The recent advent of transmission electron microscopes with integrated scanning probe microscope sample stages is permitting unprecedented nanoscale observation and analysis of materials. Jianyu Huang of Sandia National Laboratories, for example, uses this technology to study simultaneously the electrical and mechanical properties of carbon nanotubes. He anchors a multiwall carbon nanotube between the stage base and probe tip and then runs an electrical current through the tube to heat it to a particular temperature -- and may also use the tip to stretch the tube -- all while continuously recording electrical and force measurements and taking a transmission electron microscope snapshot every few seconds.
At the AVS 55th International Symposium & Exhibition, Huang will describe how he stitched together the transmission electron microscope images of a single-wall nanotube growing within the core cavity of a multiwall nanotubes. The resulting short time-lapse video clearly reveals the answer to a long-standing carbon nanotube question: During their formation, the free end of a growing nanotube is a closed cap, not an open tube. (Nanotube pioneer Sumio Iijima in Japan has also recently achieved a similar result.) Understanding the growth mechanism is essential in creating nanotubes with the desired structure, or chirality, required for devices such as field-effect transistors.
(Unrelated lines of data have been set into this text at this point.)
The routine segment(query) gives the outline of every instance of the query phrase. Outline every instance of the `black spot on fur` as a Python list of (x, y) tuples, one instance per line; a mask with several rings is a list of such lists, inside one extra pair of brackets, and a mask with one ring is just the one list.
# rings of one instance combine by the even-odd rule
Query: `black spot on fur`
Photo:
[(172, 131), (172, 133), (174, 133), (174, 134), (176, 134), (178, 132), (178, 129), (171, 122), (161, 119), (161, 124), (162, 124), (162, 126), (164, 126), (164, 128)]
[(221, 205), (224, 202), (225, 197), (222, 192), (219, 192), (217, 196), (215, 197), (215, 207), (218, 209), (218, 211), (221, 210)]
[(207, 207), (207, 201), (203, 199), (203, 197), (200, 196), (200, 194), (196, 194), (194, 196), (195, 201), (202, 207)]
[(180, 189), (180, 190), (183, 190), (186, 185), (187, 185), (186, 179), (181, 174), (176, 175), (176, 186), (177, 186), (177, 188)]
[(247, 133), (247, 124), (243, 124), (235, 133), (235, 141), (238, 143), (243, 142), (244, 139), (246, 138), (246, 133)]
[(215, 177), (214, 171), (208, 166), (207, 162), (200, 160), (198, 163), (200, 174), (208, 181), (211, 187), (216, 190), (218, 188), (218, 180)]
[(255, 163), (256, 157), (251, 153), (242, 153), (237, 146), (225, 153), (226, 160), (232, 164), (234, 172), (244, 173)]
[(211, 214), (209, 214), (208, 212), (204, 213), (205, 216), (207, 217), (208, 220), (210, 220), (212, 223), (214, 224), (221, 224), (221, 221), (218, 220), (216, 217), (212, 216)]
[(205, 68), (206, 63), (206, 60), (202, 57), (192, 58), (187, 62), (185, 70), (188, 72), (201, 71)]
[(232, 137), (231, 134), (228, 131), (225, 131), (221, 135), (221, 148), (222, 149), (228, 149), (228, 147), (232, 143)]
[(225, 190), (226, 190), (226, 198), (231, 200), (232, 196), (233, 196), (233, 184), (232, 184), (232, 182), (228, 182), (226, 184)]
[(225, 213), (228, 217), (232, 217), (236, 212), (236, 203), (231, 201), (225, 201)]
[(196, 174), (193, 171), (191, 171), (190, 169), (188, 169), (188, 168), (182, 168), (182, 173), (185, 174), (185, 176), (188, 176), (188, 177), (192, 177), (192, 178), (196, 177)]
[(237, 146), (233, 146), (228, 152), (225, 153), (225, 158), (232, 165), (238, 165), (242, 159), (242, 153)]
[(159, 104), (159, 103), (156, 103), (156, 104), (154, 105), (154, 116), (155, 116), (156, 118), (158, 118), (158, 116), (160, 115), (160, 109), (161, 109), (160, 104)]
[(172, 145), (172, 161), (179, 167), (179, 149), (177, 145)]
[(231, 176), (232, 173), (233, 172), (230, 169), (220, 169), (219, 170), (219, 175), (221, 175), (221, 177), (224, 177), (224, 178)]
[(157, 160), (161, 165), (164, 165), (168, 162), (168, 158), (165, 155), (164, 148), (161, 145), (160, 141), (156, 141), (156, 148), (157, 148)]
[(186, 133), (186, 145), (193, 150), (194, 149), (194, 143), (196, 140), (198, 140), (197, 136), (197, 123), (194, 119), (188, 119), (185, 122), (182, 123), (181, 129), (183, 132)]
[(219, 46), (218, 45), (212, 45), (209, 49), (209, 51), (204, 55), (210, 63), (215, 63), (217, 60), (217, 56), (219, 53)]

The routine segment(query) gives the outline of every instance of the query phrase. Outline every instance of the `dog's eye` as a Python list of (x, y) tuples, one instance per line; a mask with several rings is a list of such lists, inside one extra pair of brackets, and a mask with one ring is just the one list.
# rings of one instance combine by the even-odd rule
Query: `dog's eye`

In earlier work, Huang has used the same technology to observe unexpected plastic deformation of stretched carbon nanotubes and the creation of closed-shell buckyballs within multiwall carbon nanotubes. His collaborators at Rice University have modeled the data and explained how conventional dislocation principles can be modified to explain the observed behavior in nanotubes.
Huang's talk, "In-Situ Electron Microscopy Enabled by a TEM-SPM Platform" will be held at 2:40 p.m. on Thursday, October 23, 2008, in Room 310 of the Hynes Convention Center.